If you’ve never played a healer before, Holy is probably easier to pick up, as it’s more forgiving and pretty straightforward. That’s not to say that Discipline can’t be picked up off the bat, but it requires a lot more management to get going. For players who are experienced at micro-managing DPS or with macros, Weak Auras, and target swapping, Discipline is easier to get into. Besides initial complexity and barrier of entry, the playstyle has a lot to do with enjoyment of the class. Discipline is meticulous about healing and excels at planning and periods of high burst, with periods of lower activity in between.

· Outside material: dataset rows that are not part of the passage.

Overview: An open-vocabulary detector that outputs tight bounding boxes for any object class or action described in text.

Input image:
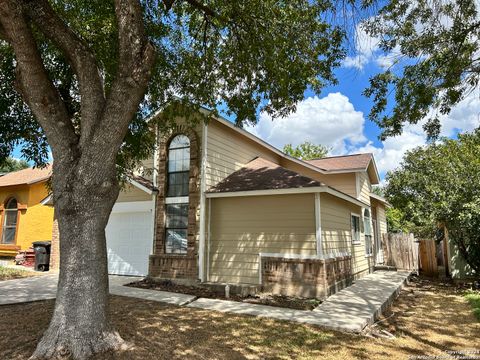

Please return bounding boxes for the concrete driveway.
[0,273,195,305]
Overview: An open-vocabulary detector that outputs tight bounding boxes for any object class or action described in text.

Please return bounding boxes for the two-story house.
[48,113,387,296]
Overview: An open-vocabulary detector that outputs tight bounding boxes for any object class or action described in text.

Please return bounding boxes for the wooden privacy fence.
[382,233,418,271]
[420,239,438,277]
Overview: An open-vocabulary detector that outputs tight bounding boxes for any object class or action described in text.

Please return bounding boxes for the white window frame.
[350,213,362,245]
[0,197,20,245]
[164,133,192,256]
[362,208,374,257]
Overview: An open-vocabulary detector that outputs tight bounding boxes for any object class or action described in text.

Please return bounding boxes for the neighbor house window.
[165,135,190,254]
[363,209,373,256]
[352,214,360,244]
[2,198,18,244]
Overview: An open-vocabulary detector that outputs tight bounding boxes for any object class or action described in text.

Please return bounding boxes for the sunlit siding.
[207,194,316,284]
[320,194,371,275]
[357,171,372,205]
[205,121,279,189]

Holy, on the other hand, requires less planning, but is more equipped if things go wrong. In an emergency, proper use of the Holy Words can make or break an encounter. Holy is flexible and can easily swap from single target healing to raid AOE healing with a simple change of spells. Both specs can provide rewarding gameplay and a challenge, though Discipline is harder to master due to its unique playstyle. More work and effort goes into planning Atonements for damage periods, but it pays off when fight damage goes out and is already taken care of with a quick burst of Light’s Wrath. Likewise, Holy sometimes feels that perfect synergy when you time your Prayer of Mending, Sanctify, and Divine Hymn right to save the raid.

Whatever spec you choose, make sure it’s the one you love rather than the one you think you “should” play. There’s no harm in playing both and switching as needed — it might even make you a more well-rounded healer. We all pay to play this game and we should enjoy it while we’re here.